A developmental delay is noted especially in the coarse and fine motor skills as well as with problems of coordination and concentration. Despite a slowdown in development, all development steps can be achieved, many of the features can be later after. To a slower, psychotic mental development is a significant delay of speech. Speech understanding, however, in comparison with the capability of crosstalk becomes larger.
Studies of cognitive abilities revealed that the intelligence quotient in children is highly variable with Sotos syndrome, a learning or intellectual disability is therefore not to refer to this syndrome as a characteristic, but can occur in some cases.
Possible problems that may occur: seizures and febrile seizures in the neonatal period, neonatal jaundice, drinking and breathing problems in infancy due to Saugschwierigkeiten, infections (especially upper respiratory, middle ear infections ), congenital heart anomalies, scoliosis ( " Wachstumsdeformität the spine with fixed lateral bending " ), kink - flat feet, constipation, nystagmus ( " nystagmus " ) and strabismus ( " crossed eyes; malposition of an eye "). In addition, the onset of puberty is premature due to the advanced bone age.

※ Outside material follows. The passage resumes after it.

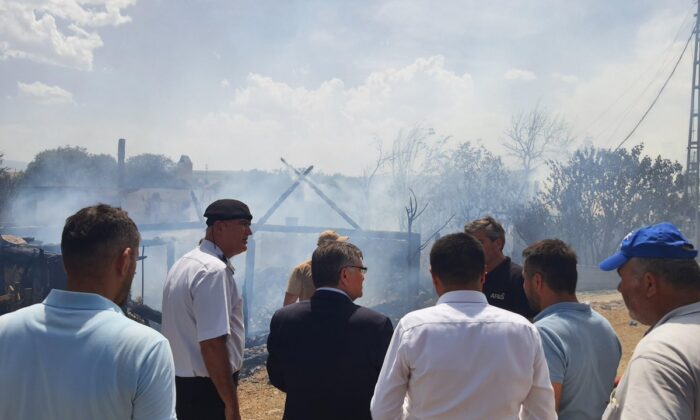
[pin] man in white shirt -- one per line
(203, 317)
(660, 284)
(463, 358)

The character of the children is generally described as affectionate, loving and distanzlos - friendly. In the context of individual case reports, some social-emotional difficulties were described nevertheless concerned parents, such as temper tantrums and aggressive behavior at home, sleep problems, low knowledge of dangers, few social contacts with other children or even ritualistic compulsive behavior. It can be assumed that are slightly overestimated by the caregivers skills and social empowerment of children, their accelerated growth. This creates the danger of being overwhelmed and their behavior therefore does not meet the expectations of their environment. This can lead to social unrest and aggressive reactions in the child. However, these symptoms could also indicate autism as comorbidity.
Therapy
The Sotos syndrome itself is not treatable, promotion activities, however, are highly recommended. As possible support measures are called by a parents' initiative as physiotherapy, occupational therapy and speech therapy.
The life expectancy of children with Sotos syndrome is classified as normal.